The TV On The Radio hiatus would be more distressing if its members didn’t keep working together. In a lot of ways, the self-titled debut from Maximum Balloon, a.k.a. TVOTR producer-guitarist Dave Sitek, picks up where 2008’s Dear Science left off. The Brooklyn art-soul collective was drifting ever closer to a shinier, cleaner version of itself. Sitek’s solo material pushes that familiar sound further, ditching those strange blues almost entirely in favor of shocking pinks—radio-ready pop songs featuring a handful of guest vocalists including, of course, TVOTR singers Tunde Adebimpe and Kyp Malone.
The differences and similarities are immediately apparent, as rapper Theophilus London kicks the album off with “Groove Me.” The computer bleeps, horn blurts, and chucka-chucka guitars are all there, but rather than coalescing into a thick wall, they’re spread out and treated as percussion, subtly transmogrified into the stuff of a N.E.R.D. song. “Young Love,” featuring Celebration’s Katrina Ford, borrows its glammy swagger from new wave, even as the Afro-funk bubbles up from below. Little Dragon guests on “If You Return,” a track that leans electro without losing any of that Sitek epic-ness. But by and large, the dark has seeped from the songs.

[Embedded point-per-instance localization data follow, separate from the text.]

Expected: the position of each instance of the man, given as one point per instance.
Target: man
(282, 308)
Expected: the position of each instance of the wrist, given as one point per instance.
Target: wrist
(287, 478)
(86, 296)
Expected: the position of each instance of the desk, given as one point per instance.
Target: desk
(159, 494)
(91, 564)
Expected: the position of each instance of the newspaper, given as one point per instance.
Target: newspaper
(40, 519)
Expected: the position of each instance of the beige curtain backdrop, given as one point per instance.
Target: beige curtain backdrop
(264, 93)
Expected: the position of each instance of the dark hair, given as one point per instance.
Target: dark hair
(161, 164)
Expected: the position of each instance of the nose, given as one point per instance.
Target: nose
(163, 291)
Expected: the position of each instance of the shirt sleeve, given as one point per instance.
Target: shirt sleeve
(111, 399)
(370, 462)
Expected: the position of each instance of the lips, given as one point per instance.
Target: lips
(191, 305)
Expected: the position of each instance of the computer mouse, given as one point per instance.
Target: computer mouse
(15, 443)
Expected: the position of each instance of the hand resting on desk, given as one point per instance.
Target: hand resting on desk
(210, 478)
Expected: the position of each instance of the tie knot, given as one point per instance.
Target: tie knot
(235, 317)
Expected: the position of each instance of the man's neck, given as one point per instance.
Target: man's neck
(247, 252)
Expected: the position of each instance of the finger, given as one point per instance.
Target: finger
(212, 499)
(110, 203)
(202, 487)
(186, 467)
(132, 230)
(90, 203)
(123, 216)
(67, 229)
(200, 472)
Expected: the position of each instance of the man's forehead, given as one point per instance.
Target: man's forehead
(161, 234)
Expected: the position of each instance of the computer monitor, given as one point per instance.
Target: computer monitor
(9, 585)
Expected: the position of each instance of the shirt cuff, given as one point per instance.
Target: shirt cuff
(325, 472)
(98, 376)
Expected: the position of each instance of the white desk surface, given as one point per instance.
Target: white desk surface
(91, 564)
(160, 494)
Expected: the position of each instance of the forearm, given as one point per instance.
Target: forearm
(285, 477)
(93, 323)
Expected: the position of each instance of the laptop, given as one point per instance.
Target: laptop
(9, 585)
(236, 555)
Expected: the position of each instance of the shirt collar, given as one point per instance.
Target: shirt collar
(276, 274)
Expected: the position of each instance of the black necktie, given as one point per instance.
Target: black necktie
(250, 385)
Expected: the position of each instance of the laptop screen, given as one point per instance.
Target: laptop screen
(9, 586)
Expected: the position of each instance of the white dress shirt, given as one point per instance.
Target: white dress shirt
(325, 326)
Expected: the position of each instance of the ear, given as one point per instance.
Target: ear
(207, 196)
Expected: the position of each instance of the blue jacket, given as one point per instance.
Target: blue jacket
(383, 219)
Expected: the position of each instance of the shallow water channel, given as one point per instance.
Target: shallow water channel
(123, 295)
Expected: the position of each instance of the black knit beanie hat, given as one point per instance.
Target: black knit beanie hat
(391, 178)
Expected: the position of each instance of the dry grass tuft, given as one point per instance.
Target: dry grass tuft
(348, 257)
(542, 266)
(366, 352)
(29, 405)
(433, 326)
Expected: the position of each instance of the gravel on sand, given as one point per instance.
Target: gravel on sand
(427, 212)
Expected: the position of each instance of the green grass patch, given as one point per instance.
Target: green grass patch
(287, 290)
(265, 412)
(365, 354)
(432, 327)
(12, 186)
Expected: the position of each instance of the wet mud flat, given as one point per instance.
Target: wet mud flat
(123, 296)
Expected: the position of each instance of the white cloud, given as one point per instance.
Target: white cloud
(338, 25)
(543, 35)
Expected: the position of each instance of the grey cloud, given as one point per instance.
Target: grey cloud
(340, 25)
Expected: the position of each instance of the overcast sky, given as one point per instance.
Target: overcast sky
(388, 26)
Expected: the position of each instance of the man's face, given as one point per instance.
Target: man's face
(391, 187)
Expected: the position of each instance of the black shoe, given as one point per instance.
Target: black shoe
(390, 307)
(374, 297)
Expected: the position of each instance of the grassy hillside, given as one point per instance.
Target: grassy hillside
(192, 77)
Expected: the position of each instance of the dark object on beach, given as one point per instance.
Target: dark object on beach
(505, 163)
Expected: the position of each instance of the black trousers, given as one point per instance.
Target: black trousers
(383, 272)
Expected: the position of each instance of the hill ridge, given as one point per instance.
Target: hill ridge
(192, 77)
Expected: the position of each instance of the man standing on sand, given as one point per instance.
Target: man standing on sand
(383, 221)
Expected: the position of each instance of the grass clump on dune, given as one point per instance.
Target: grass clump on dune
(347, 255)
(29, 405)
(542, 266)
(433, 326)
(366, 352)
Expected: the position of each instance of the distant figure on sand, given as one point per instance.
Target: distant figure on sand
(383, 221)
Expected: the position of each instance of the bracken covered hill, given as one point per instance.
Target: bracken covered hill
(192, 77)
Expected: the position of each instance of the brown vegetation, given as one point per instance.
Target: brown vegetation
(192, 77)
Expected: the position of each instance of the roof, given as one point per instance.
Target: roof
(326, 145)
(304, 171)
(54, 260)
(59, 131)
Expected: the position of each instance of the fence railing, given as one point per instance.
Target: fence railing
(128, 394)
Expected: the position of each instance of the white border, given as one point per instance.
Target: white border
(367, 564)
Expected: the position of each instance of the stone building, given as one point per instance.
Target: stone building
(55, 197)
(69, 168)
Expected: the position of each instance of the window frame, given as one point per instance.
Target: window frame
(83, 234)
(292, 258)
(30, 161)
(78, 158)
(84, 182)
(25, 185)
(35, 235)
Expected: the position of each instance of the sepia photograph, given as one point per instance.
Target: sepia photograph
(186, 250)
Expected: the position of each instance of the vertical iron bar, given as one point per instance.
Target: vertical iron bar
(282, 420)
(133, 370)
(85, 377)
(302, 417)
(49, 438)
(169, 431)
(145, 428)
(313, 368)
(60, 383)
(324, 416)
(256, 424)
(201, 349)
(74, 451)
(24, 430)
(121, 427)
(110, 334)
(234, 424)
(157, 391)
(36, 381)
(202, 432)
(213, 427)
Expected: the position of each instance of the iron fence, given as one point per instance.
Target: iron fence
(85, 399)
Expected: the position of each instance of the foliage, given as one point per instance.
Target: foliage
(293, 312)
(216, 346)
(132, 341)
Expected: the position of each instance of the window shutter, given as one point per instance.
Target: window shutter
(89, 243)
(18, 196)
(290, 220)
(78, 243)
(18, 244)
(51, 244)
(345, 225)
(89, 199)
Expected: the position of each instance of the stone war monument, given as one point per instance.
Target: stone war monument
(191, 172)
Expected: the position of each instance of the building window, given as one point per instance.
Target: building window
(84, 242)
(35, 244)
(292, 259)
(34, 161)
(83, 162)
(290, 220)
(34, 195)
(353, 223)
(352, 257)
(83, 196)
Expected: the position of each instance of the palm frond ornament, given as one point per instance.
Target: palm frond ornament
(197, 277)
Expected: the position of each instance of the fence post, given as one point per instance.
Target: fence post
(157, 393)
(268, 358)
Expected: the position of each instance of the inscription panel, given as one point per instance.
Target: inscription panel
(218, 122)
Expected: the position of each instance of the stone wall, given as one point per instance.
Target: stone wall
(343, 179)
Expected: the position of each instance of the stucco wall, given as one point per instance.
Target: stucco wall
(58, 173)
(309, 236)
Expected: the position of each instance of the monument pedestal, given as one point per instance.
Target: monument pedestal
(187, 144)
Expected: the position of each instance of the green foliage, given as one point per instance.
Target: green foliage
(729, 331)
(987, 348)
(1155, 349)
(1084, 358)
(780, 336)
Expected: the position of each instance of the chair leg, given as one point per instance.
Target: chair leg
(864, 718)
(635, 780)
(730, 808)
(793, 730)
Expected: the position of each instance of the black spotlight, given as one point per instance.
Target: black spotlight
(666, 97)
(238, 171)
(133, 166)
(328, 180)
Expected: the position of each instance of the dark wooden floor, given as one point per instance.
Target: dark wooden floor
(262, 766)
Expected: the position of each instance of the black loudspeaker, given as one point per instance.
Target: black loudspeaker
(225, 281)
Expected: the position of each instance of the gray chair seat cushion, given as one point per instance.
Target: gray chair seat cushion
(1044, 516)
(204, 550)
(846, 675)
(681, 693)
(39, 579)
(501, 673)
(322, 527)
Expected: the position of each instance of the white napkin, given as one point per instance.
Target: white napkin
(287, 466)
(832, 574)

Occasionally, that darkness is missed. Karen O’s turn on “Communion” is uneventful, but in most cases, brightness becomes Sitek. David Byrne soars over the vibrant “Apartment Wrestling,” and Aku (Dragons Of Zynth) gives Adebimpe’s husky coo a run for its money over the fiery disco of “Tiger.” The record’s only real weakness is what should make it work for radio: There’s nothing unexpected. For better or worse, that’s also what separates Maximum Balloon from TVOTR.